We stopped here for a quick refuel and refill of water bottles before setting off for the run to Glenridding. Just as we were heading out on to the road side, Scott caught us up, looking very cheery. He’d left Askham some time after us but had made good progress in the first 10 miles and looked strong as he took off into the distance.
This section marks the start of the long climb up to Sticks Pass just under Helvellyn. There’s a long zig-zag path up to the old mines, some chose to follow it, we decided to cut straight up.
Before long, we were at the quarry and had caught Mandy and Juliet who had set off around 30 mins ahead of us. We ran with them up to Sticks Pass when we were joined by Geoff who we must have passed at some point on the way up. We all ran down the steep valley side to the next checkpoint 4 near Stannah Beck. I particularly liked this decent as it had long, grassy sweeps that were good for running on.
At the bottom we made our way to the next checkpoint at Swirls Car Park where we could top up water bottles and get some food. We didn’t hang around long as we set off on the long meandering path towards Dumnail Raise. The run along the valley was brilliant and the conditions made for a stunning cloud inversion in the distance.
As we reached the foot of Dumnail Raise, we turned and made our way up the steep sides of the beck that was flowing. I started to suffer a bit here and was powerless to keep up as Geoff, David and Mike pulled away. I decided there was no point in trying to keep their pace as cramp took hold making it difficult for me to run across the mix of bog and rocky ground as we skirted Grizedale Tarn to make the long decent back to Patterdale.
With Mike and co, now out of sight, I resigned myself to finishing the race on my own, but still hoped to get back before dark. I reached Side Farm for the to find them still there so quickly grabbed a cup of tea and a light snack before following them out for the tough ascent back up Boardale Hause. But I should really have stayed longer at the checkpoint and recovered a bit more as I found the climb difficult and just couldn’t keep up with them.
Out of sight again, I pressed on at my own pace which was a mix of walking and shuffling. I wasn’t too worried as I was still moving at a good pace but was conscious it was soon to get dark. My main worry about this race had been getting lost in the dark going back over Askham Moor.
I pressed on reversing the route I’d ran earlier that day. Dusk was falling as I reached the stone circle known as the Cockpit. This was significant as it’s here that many runners often go astray. With still enough day light I was able to pick the right line just as Mandy and Juliet came running past. They were looking strong and focused, so much so that they didn’t even notice me.

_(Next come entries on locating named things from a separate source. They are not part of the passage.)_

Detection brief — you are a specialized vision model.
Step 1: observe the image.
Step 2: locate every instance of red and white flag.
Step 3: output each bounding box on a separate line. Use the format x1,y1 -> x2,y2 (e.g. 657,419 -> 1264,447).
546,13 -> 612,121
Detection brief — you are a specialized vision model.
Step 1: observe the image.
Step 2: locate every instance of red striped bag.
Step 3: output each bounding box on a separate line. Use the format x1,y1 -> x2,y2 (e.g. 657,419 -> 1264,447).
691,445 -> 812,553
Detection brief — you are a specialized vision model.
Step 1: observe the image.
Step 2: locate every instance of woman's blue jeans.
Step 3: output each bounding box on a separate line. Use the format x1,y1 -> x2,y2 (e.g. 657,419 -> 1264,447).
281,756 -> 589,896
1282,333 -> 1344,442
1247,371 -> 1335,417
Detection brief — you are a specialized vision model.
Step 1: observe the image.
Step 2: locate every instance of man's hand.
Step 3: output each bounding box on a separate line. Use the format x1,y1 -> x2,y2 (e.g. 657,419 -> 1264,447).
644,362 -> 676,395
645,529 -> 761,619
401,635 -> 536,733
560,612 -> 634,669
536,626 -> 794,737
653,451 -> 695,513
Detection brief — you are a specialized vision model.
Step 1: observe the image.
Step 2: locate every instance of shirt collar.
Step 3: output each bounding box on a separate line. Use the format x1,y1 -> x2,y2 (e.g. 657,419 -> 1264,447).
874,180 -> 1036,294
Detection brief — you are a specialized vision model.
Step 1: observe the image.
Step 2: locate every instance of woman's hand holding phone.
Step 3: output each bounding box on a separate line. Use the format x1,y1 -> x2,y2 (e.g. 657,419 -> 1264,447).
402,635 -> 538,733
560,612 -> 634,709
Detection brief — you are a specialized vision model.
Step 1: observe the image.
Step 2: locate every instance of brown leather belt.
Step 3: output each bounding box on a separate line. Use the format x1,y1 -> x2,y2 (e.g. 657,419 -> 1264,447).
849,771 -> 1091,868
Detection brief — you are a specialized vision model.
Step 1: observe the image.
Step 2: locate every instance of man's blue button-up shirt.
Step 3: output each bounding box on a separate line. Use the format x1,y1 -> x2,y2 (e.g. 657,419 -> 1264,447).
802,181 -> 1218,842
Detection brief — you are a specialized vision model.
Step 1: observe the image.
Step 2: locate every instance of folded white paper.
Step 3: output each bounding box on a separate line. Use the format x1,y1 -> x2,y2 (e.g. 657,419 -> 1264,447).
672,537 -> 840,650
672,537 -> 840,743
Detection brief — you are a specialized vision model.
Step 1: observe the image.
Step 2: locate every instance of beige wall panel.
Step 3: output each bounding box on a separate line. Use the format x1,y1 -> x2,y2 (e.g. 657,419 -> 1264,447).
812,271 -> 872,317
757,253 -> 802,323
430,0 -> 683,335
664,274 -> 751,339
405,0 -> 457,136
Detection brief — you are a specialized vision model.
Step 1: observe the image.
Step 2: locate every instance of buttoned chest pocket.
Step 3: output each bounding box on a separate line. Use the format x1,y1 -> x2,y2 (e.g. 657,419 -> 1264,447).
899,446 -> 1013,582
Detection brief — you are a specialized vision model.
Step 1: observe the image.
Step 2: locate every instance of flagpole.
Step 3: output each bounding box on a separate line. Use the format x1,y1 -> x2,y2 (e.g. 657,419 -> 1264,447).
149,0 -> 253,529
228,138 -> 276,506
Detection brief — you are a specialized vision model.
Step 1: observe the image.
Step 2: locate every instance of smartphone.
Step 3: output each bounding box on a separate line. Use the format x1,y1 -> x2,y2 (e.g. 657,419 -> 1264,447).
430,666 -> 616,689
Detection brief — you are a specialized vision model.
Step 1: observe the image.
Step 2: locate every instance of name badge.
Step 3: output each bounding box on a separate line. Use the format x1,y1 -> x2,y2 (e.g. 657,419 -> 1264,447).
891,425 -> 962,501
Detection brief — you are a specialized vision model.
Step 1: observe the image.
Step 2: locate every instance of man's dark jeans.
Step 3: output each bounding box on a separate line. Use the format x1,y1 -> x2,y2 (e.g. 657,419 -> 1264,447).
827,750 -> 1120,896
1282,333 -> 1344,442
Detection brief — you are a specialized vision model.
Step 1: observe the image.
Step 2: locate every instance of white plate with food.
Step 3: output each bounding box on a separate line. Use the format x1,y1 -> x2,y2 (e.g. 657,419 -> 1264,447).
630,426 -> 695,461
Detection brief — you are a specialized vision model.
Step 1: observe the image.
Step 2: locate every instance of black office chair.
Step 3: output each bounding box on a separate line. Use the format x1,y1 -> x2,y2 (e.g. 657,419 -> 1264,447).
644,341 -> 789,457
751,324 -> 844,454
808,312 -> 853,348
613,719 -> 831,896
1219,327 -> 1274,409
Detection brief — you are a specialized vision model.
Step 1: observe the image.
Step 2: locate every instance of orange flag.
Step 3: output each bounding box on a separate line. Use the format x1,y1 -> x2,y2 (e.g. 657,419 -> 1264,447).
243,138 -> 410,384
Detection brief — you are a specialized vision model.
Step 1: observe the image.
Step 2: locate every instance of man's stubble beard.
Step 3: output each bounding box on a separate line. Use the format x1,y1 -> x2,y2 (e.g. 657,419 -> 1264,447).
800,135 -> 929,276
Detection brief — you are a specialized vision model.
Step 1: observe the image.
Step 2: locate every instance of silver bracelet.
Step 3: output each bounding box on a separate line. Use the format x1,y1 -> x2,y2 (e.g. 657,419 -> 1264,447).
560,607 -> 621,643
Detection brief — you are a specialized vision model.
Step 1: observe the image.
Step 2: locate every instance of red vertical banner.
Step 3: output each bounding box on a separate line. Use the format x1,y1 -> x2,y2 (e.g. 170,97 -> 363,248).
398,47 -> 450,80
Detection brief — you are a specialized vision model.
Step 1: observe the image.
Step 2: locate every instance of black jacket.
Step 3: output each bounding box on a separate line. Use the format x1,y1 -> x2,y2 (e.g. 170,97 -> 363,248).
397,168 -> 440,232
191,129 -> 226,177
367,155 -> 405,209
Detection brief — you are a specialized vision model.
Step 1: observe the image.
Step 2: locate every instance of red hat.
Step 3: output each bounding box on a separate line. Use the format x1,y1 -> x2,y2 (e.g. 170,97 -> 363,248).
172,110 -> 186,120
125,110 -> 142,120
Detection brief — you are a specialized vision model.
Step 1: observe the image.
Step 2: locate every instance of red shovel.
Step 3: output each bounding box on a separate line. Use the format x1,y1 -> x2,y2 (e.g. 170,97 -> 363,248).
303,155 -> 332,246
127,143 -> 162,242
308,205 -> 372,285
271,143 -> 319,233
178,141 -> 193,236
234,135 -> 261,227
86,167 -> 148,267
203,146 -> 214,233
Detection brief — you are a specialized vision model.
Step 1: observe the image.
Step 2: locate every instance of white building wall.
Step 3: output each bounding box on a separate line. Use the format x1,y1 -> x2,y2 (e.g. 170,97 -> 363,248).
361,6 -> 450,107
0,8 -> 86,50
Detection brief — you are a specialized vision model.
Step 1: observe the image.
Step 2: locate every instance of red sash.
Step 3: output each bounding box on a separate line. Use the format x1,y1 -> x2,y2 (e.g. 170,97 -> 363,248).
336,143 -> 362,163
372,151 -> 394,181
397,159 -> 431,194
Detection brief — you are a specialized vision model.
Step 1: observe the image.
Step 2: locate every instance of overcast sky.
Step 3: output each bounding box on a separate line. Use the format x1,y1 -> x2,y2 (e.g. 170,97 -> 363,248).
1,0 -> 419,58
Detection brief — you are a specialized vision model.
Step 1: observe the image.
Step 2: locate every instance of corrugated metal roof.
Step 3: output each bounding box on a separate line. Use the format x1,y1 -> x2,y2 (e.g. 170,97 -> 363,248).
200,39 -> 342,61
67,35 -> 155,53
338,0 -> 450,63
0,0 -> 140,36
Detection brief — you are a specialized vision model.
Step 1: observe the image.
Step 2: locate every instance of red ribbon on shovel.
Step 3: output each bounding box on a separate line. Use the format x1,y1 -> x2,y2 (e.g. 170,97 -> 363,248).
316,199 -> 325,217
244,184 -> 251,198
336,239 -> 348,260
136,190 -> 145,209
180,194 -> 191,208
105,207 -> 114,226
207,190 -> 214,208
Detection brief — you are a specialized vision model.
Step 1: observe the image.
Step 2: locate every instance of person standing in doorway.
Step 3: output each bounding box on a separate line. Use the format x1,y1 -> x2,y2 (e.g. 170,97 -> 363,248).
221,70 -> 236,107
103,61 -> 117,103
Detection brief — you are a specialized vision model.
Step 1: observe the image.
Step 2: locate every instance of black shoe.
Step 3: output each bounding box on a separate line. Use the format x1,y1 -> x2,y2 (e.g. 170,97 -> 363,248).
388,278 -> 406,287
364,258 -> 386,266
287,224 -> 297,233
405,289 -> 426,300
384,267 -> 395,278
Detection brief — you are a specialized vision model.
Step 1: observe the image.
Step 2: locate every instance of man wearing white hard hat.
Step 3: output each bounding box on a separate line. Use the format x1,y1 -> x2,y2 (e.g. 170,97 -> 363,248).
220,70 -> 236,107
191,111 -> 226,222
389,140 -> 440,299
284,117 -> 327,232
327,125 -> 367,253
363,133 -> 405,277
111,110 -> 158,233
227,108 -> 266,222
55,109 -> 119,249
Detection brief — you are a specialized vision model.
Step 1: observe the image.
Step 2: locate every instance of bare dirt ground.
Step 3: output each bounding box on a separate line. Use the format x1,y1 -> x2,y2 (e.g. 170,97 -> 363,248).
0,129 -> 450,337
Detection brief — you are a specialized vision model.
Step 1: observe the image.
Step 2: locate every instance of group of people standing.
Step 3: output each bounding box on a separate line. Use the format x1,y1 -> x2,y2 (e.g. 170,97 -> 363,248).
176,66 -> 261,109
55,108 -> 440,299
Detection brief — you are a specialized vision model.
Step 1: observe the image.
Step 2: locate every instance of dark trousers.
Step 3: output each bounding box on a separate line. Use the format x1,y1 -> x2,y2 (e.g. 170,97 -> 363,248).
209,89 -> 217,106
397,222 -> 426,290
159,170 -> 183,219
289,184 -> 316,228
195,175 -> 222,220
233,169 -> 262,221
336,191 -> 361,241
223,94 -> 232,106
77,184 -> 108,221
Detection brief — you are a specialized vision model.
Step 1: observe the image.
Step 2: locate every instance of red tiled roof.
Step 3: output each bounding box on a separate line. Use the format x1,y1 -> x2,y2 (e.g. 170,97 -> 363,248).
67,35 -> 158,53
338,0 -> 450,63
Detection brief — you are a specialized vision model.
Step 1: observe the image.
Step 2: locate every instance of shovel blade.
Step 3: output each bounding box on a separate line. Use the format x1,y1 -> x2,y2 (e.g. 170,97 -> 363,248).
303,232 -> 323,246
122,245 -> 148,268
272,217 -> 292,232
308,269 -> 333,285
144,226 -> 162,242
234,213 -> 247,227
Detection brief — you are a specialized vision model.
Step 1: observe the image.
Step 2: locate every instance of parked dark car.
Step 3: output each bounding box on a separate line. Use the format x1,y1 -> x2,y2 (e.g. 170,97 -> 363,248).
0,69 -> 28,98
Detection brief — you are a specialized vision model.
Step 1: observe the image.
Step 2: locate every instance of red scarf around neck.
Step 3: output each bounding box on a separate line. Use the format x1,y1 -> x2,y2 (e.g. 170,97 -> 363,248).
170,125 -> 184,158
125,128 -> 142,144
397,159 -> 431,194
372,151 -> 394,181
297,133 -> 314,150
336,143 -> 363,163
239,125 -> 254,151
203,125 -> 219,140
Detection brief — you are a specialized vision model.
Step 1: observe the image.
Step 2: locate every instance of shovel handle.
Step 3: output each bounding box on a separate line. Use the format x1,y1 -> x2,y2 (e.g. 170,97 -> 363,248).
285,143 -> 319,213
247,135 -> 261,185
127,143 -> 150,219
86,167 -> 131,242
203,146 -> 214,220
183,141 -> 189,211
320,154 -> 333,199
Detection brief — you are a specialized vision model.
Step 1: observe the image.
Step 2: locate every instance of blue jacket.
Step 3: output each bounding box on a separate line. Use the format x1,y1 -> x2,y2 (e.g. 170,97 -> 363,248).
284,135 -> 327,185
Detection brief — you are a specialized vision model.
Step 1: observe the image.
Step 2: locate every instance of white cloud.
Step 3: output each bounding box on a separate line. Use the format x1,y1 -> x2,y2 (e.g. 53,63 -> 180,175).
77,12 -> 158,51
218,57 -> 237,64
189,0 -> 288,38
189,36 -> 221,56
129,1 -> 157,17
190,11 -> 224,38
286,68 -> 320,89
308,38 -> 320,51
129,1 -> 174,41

I maintained my own pace and my own line. Soon it was dark and I had no choice but to put on my head torch for the final mile and a half. across the rough ground I’d chosen.
Before long the lights of Askham appeared and after what seemed an eternity I made it back to the warmth of the Community Centre for the finish.
There was a lively buzz in the room as I walked in. I was exhausted but elated to have finished such a fantastic race. I’ll definitely be back next year but hopefully finish feeling stronger although I doubt conditions will be as favourable.